The two French brothers wanted in the newspaper office bloodbath in Paris were already known to US authorities and had been put on the American no-fly list, a senior US counter-terrorism official said Thursday.

Another US official said the older brother, Said Kouachi, had travelled to Yemen. It was unclear whether he was there to join up with extremist groups such as al Qaeda.

The details emerged as French authorities conducted an all-out manhunt for the Kouachi brothers Cherif, 32, and Said, 34 in the terror attack Wednesday that killed 12 people at the offices of Charlie Hebdo, a weekly that lampooned radical Islam and the Prophet Muhammad (PBUH).

They were identified as suspects after the older brother’s ID card was found in the getaway car, authorities said. Witnesses said the gunmen in the attack claimed allegiance to Al Qaeda’s offshoot in Yemen.

Both Kouachi brothers the Paris-born offspring of Algerian parents were already known to French counterterrorism authorities.

Cherif, a former pizza deliveryman, had appeared in a 2005 French TV documentary on Islamic extremism and was sentenced to 18 months in prison in 2008 for trying to join up with fighters battling in Iraq.

The US no-fly list includes known or suspected terrorists and extremists. The US officials spoke on condition of anonymity because they were not authorised to discuss foreign intelligence publicly.

A French security official, speaking on condition of anonymity because of the sensitivity of the matter, said that American authorities had shared intelligence with France indicating that Said had travelled to Yemen several years ago for training. French authorities were seeking to verify the information, the official said.
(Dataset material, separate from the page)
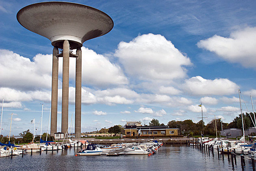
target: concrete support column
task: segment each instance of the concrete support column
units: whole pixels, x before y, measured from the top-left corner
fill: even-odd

Cherif Kouachi chased girls and belted out rap lyrics in his rough-and-tumble Paris neighbourhood before the words of a firebrand Muslim preacher persuaded him to book a flight to Syria to wage holy war.

The cleric “told me that (holy) texts prove the benefits of suicide attacks,” Kouachi was quoted as saying in the TV documentary. “It’s written in the texts that it’s good to die as a martyr.”

Much less has become public about Said, but Cazeneuve said the jobless resident of the city of Reims was also known to authorities, despite having never been prosecuted, because he was “on the periphery” of his brother’s illegal activities.

In Reims, about 90 miles (145 kilometers) northeast of Paris, Said frequented a prayer room on the ground floor of an apartment building, according to the local imam, Abdul-Hamid al-Khalifa.

Al-Khalifa said that Said wore traditional North Africa clothes to prayers and didn’t mix much if at all with other worshippers. “Typically, he’d come late to prayers and leave right when they were done,” Al-Khalifa said in a telephone interview.

If French authorities are now hunting for the right suspects, it may be because of Said, Cazeneuve hinted. In the stolen Citroen abandoned Wednesday by the gunmen, police found a French identity card in the older Kouachi’s name, the minister said.

Moreover, after the attackers dumped the first car, they grabbed another, and Cazeneuve said the elder Kouachi had been identified as “the aggressor” by witnesses shown his photo.

A third suspect identified by French authorities in the attack turned himself in Wednesday night. Mourad Hamyd, 18, surrendered at a police station after learning his name had been linked to the case in the news, said Agnes Thibault-Lecuivre, spokeswoman for the Paris prosecutor.

She did not specify his relationship to the Kouachis. Dilanian reported from Washington.